Tuesday, February 28, 2017

Queer Times, Queer Assemblages - Ezra

      In Queer Times, Queer Assemblages, Jasbir Puar sets out to explore how the intrinsically gendered, raced, nationalized and sexualized discourses of counter-terrorism have generated the corresponding figures of 'patriot' and 'terrorist' corporealities (121). Puar sees this dual production instantiated in the co-constitutive opposition of the 'perverse', 'homophobic' Muslim and the normative queer liberal subject. She emphasizes how 'queernesses' simultaneously resist and converge with dominant formations to reveal ontological imbrications, dissolving the boundaries between what is queer and non-queer. She introduces the Deleuzian concept of assemblages to overcome a logic of stasis embedded within the optics of 'intersectionality', inasmuch as they rely on the discrete coherence of the analytics of sexuality, race, gender etc.

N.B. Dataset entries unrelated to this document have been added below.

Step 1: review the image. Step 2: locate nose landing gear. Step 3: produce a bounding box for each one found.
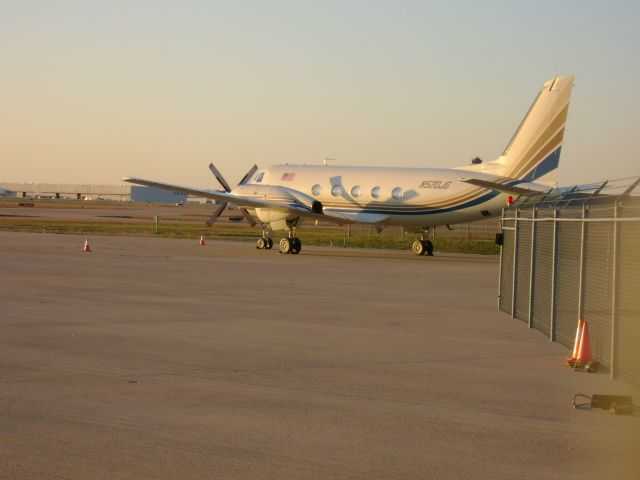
[256,237,273,249]
[412,239,434,256]
[256,228,273,250]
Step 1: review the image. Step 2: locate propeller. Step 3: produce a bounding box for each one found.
[205,203,227,227]
[206,163,258,227]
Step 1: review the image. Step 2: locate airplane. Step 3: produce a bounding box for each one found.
[123,75,574,256]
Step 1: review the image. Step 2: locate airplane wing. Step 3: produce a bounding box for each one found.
[123,177,357,224]
[123,177,272,209]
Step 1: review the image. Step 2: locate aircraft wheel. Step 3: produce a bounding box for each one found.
[291,237,302,254]
[257,238,266,249]
[412,240,426,256]
[425,240,434,256]
[265,238,273,249]
[279,237,293,254]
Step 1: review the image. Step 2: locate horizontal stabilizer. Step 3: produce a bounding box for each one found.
[459,178,548,196]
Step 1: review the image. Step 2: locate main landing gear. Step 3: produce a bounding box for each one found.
[412,229,434,256]
[279,237,301,254]
[279,227,302,254]
[255,226,301,254]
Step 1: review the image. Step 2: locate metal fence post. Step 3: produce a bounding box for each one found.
[610,199,620,379]
[498,208,504,309]
[527,206,537,328]
[511,207,519,318]
[577,203,586,319]
[549,208,558,341]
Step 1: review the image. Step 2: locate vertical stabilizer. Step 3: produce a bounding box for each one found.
[496,76,573,187]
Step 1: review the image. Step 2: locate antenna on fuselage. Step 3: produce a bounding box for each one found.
[323,157,338,166]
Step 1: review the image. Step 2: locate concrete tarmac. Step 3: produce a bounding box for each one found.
[1,232,639,479]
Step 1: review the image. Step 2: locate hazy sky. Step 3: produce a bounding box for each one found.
[1,0,639,187]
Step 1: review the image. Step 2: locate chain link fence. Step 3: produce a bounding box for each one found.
[499,179,640,388]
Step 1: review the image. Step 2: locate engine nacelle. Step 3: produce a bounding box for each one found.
[234,184,323,226]
[254,208,293,224]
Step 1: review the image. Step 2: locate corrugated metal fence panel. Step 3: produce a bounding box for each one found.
[554,206,583,348]
[531,207,555,336]
[514,208,533,323]
[503,194,640,388]
[582,205,615,369]
[617,199,640,388]
[499,214,515,314]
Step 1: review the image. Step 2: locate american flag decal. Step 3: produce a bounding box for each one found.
[281,173,296,181]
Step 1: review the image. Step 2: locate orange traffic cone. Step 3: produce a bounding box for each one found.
[83,237,92,252]
[199,235,206,246]
[575,321,593,365]
[565,319,584,365]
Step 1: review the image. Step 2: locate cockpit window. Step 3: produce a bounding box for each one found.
[255,172,265,183]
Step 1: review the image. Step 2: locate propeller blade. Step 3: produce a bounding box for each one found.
[206,202,228,227]
[238,164,259,185]
[208,163,232,193]
[239,208,257,227]
[207,162,257,227]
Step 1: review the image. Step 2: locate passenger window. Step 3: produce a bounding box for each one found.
[331,185,343,196]
[311,184,322,196]
[371,186,381,199]
[351,185,362,197]
[392,187,404,200]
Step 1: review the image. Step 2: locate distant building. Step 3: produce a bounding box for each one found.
[0,182,130,200]
[130,186,188,203]
[0,182,196,203]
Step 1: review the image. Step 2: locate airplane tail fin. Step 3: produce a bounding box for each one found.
[494,76,574,187]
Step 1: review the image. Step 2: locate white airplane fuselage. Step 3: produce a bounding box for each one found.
[236,164,511,229]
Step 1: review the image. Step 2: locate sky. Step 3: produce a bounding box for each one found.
[1,0,639,187]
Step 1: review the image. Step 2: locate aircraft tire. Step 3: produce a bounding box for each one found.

     In her assessment of U.S. exceptionalism, she reveals an operative "praxis of sexual othering" (122), contingent on the argumentative grounding of  queerness as a cultural product of the West, that distances the field of "queer modernity" from "queer monstrosity", and "national normative" from "anti-national" subjects (136). Moving from an analysis of a visual economy to an account of affect and feeling, Puar describes the tactile and sensorial dimension involved in wearing and arranging a turban, the experience of torture and detention, and the intimate proximity of suicide bombers with their weapons; she uses these to foreground an argument about the dispersion of the boundaries of bodies and their essential indistinguishability.

       Her interventions are relevant to the development of my research project inasmuch as they gesture towards a method of analysis which does not presuppose an integral identity as its point of departure. Through tracing notions of "amor libre"/"free love", I seek to dislodge assumptions in the field of Latin American studies which project teleological visions that privilege the emergence of individuated LGBTQ subjects. The project is centered around the relationship between utopian anarchist notions of community and affect, and the national-normative sexualities promoted by southern cone states. Similarly, the notion of a diasporic imaginary (134) is applicable to the extent that it is divorced from the primacy of a relationship to a homeland, especially given that anarchist projects of futurity forged community based on an antagonism or negation of the existing order.

Question:

1. Given its role as partial arbiter of U.S. exceptionalism and its complicity in affirming related binary oppositions what exactly is 'queer' about 'queer liberalism' in this instance?

2. How does a theory of assemblages differ from an explicitly anti-identitarian approach?